Electing Opposites

If Joe Biden wins, it will continue the great American tradition of electing a new President who is the exact opposite of the last one.

Watching Biden and President Trump debate – or their interviews on 60 Minutes – was like watching beings from two planets.

They’re both white males in their 70s. Otherwise, everything about them is opposite.

Even their complexions and coloring are opposite. Trump’s face has a dark red hue; Biden is pale. Biden’s hair is white; Trump’s is described on Google as “flaxen.”

Their facial expressions are opposite. Trump tends to be angry, sometimes snarling; his grins fade fast. Biden smiles more and flashes his white choppers; his anger takes an injured, indignant tone.

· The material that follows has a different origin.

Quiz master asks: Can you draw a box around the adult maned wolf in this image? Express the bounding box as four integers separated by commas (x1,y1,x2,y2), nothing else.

They talk different. Trump is bombastic and aggressive; Biden’s stammer makes him more hesitant. Trump fires off verbal broadsides; Biden expounds at length and sometimes gets lost in the details.

If they were in your family, Trump would be your opinionated uncle and Biden, your indulgent grandfather.

Their political personas are opposites.

To his supporters, Trump is the angry avenging angel, out to end what he called in his Inaugural Address “this American carnage.” To his supporters, Biden is the soothing, empathetic figure, eager to gather Americans in a group hug.

One reason for Trump’s reelection troubles is his aggressive style. He’s always in your face, on Twitter and on the news. Some people just feel worn out by him.

Biden has a more soothing, even soporific, style. Even some Democrats find him boring, but they want to turn down the volume from the White House. 

Their life experiences are opposite. Trump is a showy, often-overextended businessman. Biden has been in government most of his life. Trump’s father was rich; Biden’s family struggled financially. Trump is the consummate political outsider; Biden, the consummate insider.

The contrast is no accident. One reason Biden came back from the political dead – remember, he was written off as late as last February – is that he presents such a clear alternative to Trump.

From the beginning, Americans have made a habit of trading in one model of President for a totally different model. As early as 1800, the first real contested election, we switched from New England patrician John Adams to Virginia slaveowner Thomas Jefferson. We haven’t stopped trading in the old model for a new one since.

In 1932, we traded in grim, dour Herbert Hoover for jaunty, confident FDR.

In 1960, we went from aging Ike to youthful JFK.

In 1976, we went from Richard Nixon and Watergate to Sunday School-teaching, “I’ll never lie to you” Jimmy Carter.

In 1980, we traded in a vacillating Carter for the resolute Ronald Reagan.

After eight years of Reagan, even his own Vice President, George W.H. Bush, promised to be “kinder and gentler.”

In 1992, Bush seemed out of touch with everyday Americans. Bill Clinton bit his lip and felt our pain.

In 2000, both Al Gore and George W. Bush presented a family-man contrast to Clinton’s scandals.

In 2008, we exchanged W’s from-the-gut style and tangled syntax with Obama’s cerebral cool and soaring oratory.

In 2016, we went from Obama to Trump.

If we bought cars like we pick Presidents, we’d have a family sedan for four years, then trade it in for a flashy sports car. Or we’d go from a Prius to a pickup truck.

This year, will we stick with the gold-plated Cadillac with flashy trim – or go for the Buick that dreams of being a Camaro?